Denys Arcand |
Né le 25 juin 1941 à Deschambault (Canada).
Etudiant en Histoire à l'université de Montréal, Denys Arcand se passionne rapidement pour le cinéma, coréalisant avec Denis Heroux son premier film ( Seul ou avec d'autres) à l'âge de 21 ans.
Arcand s'inscrit complètement dans la phase d'émancipation culturelle et économique du Canada, appelée la «Révolution tranquille» durant laquelle l'Office national du film du Canada (ONF), accouche du cinéma direct. Le cinéaste participe activement à ce mouvement, travaillant pour l'ONF, il questionne la société canadienne, en gardant son regard artistique, pénétrant le réel de façon innovante. A travers ses documentaires transparaît le visage changeant de son pays, en s'inspirant toujours de faits et de personnages historiques comme Samuel de Champlain, explorateur du XVIIe siècle et fondateur de la ville de Québec. Dans le même genre, Les Montréalistes est un court métrage documentaire retraçant la vie de ses missionnaires, fondateurs à leur tour de la ville de Montréal.
Mais Denys Arcand ne dresse pas uniquement des fresques historiques sans buts, cherchant sans cesse à remettre en question son environnement, en revenant sur la lutte des nationalistes québécois menée par Maurice Duplessis dans Québec : Duplessis et après..., une oeuvre polémique. Artiste engagé, il s'intéresse en 1976 à l'industrie du textile au Québec ( On est au Coton), un documentaire qui respecte les règles du cinéma direct, une manière de confronter réel et cinéma. Une oeuvre pourtant longtemps censurée par l'ONF, ce qui redirige Arcand vers la télévision pendant un temps.

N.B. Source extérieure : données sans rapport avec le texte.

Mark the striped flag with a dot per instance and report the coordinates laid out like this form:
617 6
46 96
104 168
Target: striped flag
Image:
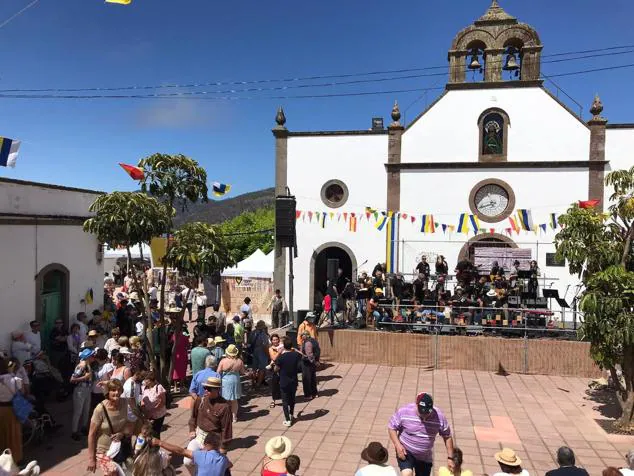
352 225
514 225
463 223
427 224
380 223
8 151
133 171
220 189
525 218
553 221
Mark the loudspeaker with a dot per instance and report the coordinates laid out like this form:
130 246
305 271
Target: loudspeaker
331 270
285 220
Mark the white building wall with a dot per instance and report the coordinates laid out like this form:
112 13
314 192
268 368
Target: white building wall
358 161
42 200
540 128
619 152
27 250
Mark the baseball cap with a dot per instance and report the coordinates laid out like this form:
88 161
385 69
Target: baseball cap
425 403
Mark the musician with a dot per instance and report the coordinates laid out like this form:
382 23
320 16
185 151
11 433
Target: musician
341 281
533 280
378 282
496 270
419 287
423 268
442 268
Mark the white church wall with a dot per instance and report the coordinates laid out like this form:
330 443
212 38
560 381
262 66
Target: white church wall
619 151
43 200
358 161
540 129
27 250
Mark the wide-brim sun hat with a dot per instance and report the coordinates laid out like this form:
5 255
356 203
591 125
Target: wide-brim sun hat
508 457
213 382
375 453
278 447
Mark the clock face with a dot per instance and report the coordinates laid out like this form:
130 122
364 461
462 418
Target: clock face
491 200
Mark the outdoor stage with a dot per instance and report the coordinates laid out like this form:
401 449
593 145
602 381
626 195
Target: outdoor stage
438 351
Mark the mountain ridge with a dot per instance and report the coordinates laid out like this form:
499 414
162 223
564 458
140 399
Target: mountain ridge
218 211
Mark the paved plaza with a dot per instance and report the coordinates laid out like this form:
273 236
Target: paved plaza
532 414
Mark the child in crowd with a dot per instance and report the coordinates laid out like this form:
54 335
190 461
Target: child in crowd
292 465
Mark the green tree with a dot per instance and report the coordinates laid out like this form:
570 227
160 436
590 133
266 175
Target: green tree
197 251
175 180
243 233
124 219
598 247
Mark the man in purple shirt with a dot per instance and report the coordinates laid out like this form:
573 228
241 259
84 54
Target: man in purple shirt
413 429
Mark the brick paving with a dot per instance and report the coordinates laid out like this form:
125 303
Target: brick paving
532 414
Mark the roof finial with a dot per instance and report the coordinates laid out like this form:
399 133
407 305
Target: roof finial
280 118
597 107
396 115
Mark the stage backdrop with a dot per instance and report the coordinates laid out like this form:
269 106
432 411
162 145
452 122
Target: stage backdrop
235 289
492 354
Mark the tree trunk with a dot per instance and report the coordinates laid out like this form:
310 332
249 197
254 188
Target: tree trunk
626 396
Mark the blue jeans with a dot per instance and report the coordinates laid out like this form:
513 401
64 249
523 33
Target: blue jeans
420 468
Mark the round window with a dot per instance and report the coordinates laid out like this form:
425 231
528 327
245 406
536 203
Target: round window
334 193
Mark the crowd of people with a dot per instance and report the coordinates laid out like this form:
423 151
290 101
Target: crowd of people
382 298
120 399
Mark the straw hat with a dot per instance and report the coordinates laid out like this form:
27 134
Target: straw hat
278 447
213 382
375 453
508 457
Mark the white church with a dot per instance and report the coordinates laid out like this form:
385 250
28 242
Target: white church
421 173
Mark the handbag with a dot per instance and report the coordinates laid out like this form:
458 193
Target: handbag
125 445
22 408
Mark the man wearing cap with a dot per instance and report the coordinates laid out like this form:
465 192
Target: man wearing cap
308 325
196 388
210 414
209 460
82 379
413 429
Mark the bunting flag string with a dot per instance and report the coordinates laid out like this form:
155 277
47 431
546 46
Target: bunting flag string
522 220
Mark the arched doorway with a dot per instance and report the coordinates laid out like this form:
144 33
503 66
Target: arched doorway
52 287
319 268
494 240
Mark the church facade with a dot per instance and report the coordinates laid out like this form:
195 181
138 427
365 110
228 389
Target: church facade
481 188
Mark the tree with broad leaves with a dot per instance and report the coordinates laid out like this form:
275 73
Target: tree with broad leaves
125 219
175 180
598 247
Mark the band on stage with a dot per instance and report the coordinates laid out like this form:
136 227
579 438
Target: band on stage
479 296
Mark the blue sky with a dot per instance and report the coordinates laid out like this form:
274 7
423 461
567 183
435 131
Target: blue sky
87 43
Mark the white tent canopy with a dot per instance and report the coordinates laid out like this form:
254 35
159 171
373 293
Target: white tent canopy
258 265
122 253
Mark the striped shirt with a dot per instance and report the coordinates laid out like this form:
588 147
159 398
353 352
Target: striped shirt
416 435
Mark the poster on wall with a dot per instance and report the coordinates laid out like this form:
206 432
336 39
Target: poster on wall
485 256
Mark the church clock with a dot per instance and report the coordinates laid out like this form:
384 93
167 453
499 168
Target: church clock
492 200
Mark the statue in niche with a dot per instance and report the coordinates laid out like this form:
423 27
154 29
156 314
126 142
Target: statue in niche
493 141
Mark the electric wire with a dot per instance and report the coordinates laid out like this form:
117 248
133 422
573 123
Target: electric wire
629 49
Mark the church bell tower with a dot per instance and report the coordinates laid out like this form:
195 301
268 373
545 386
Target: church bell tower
495 48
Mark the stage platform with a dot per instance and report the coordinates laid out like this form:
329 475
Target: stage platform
543 356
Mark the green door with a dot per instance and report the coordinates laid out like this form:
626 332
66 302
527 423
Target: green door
52 303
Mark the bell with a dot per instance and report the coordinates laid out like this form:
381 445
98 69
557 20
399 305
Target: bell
475 64
511 63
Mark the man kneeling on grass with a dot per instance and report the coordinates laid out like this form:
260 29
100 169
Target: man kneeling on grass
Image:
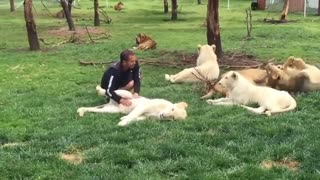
124 74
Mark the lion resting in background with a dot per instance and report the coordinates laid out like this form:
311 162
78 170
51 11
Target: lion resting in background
296 76
144 42
242 92
119 6
255 76
207 67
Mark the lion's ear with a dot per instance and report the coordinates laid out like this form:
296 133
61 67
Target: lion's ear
234 76
199 47
213 47
182 105
275 76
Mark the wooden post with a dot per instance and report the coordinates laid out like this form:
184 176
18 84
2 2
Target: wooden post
213 27
68 15
31 26
319 8
174 15
96 13
165 6
285 10
12 8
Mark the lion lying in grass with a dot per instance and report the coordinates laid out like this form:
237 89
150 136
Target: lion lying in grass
207 67
141 108
241 91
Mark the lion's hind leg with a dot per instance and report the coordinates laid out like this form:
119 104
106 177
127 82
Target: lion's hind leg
259 110
108 108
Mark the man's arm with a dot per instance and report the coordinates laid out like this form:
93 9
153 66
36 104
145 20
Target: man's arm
136 78
109 82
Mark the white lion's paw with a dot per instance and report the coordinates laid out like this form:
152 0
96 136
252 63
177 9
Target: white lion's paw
80 111
100 91
123 123
167 77
268 113
210 101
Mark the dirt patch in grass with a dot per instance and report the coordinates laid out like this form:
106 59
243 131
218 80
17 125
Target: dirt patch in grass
80 35
287 163
72 158
177 59
229 59
80 31
11 145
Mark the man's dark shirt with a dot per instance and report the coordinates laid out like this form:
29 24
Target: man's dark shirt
114 78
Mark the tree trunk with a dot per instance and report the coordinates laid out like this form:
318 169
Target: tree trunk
31 26
70 5
165 6
68 15
96 13
12 6
213 27
319 8
285 10
174 15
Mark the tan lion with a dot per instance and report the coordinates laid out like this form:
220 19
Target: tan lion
144 42
207 67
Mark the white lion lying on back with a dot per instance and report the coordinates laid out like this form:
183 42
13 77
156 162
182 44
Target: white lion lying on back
241 91
140 109
207 67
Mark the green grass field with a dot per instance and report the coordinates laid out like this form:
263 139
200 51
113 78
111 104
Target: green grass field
40 92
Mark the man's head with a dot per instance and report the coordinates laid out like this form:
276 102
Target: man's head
128 59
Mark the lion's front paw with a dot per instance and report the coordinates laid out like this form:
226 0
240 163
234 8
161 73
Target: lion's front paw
81 111
123 123
167 77
100 91
210 101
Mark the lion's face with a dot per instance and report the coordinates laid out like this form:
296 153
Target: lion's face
229 79
141 38
176 112
273 71
294 63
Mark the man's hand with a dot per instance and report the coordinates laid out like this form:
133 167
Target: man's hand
125 102
135 95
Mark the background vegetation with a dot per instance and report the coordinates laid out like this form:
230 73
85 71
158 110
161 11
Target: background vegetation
40 92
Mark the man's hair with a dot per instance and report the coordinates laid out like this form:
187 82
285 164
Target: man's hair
124 55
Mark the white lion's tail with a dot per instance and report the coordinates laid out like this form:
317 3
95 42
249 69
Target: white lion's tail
292 106
123 93
120 92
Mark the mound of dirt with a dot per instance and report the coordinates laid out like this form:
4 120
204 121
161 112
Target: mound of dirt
80 31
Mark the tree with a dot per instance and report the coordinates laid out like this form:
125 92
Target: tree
213 27
165 6
12 6
31 26
174 15
70 5
319 8
68 15
285 10
96 13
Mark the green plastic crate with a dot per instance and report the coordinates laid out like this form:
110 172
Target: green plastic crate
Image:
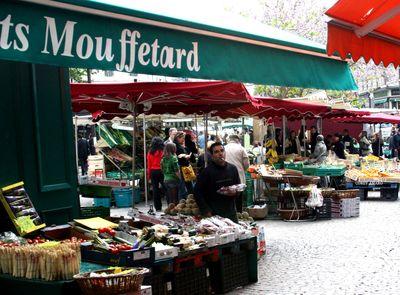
293 166
88 212
98 191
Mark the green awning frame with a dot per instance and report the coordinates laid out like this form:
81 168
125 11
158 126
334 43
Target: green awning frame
267 56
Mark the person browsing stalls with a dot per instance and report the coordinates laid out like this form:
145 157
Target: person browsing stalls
216 175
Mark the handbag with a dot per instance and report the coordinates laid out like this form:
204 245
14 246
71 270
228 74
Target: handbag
188 173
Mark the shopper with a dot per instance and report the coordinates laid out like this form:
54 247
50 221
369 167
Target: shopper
154 172
348 141
216 175
320 152
172 133
170 170
338 146
201 140
191 147
365 144
83 154
186 187
313 138
237 156
201 160
259 152
377 144
292 144
279 142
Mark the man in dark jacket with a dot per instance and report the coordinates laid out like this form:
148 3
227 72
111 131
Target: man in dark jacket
83 153
338 147
216 175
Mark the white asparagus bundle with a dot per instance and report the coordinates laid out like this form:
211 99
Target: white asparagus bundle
59 262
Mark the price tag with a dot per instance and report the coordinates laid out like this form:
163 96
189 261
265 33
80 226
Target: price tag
25 224
140 255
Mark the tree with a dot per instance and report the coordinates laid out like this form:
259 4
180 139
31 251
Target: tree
79 75
306 18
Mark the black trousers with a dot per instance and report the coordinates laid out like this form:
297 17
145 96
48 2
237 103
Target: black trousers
157 180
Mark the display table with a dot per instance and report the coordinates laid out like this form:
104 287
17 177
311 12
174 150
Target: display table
19 286
388 191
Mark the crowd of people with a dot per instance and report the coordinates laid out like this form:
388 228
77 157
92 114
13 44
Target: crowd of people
316 146
219 162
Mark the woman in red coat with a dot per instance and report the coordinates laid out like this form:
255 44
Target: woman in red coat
154 173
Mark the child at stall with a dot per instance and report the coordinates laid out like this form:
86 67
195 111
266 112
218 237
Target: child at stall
170 169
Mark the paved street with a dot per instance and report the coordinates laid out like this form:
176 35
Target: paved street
339 256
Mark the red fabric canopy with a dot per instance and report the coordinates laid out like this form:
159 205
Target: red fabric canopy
345 113
373 119
368 28
268 107
158 97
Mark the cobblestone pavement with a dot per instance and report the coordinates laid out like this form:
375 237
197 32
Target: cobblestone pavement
340 256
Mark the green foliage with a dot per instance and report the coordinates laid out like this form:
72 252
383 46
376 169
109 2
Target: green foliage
280 92
77 75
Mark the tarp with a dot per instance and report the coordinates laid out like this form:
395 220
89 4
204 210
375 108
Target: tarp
345 113
373 119
369 29
158 97
268 107
123 36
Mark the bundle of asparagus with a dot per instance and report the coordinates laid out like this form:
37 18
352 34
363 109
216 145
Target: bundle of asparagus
57 262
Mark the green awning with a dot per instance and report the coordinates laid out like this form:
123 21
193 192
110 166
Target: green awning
380 100
132 38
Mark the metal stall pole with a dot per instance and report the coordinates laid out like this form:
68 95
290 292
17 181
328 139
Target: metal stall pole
197 131
76 144
303 126
134 114
206 140
145 158
284 134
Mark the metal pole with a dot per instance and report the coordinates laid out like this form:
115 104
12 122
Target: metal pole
284 134
76 144
206 140
145 158
197 132
303 126
134 155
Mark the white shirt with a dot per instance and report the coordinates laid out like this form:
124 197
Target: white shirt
237 156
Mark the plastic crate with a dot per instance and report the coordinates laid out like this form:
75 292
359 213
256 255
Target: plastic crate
105 202
325 212
192 280
389 194
123 197
88 212
160 284
93 191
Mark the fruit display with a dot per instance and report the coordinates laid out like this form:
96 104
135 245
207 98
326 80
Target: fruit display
40 259
187 207
245 217
371 174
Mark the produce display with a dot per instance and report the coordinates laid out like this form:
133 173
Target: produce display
20 209
187 207
39 259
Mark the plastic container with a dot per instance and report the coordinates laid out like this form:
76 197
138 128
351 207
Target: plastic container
123 197
103 202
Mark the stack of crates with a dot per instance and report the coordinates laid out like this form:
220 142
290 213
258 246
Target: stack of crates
345 208
236 267
191 274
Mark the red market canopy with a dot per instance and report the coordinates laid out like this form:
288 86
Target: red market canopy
377 118
158 97
369 29
268 107
345 113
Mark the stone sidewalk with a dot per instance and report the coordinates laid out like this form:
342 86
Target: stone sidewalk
339 256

Celui-ci n'en reste pas moins critique des hommes et des femmes qui l'entourent. Après avoir collaboré avec l'emblème du cinéma québécois, Michel Brault, Denys Arcand se lance dans la réalisation de comédies parfois dramatiques ( Stardom), souvent évangéliques ( Jésus de Montréal). Ainsi soit-il. Car le meilleur est à venir pour Arcand qui signe le premier volet d'une trilogie promise à un succès planétaire. En 1986, il tourne Le Déclin de l'empire américain, dans lequel hommes et femmes discutent de la vie, du sexe, entre mensonge et bonheur stéréotypé. Arcand y dénonce avec ironie et cynisme la norme sociale et les efforts des couples « modernes » à dissimuler leur quotidien, plus rythmé par la routine que leur libido. Si le film est primé à Cannes, sa suite, Les Invasions barbares, remporte l'unanimité de la critique et un Oscar, la palme du meilleur scénario à Cannes et trois Césars.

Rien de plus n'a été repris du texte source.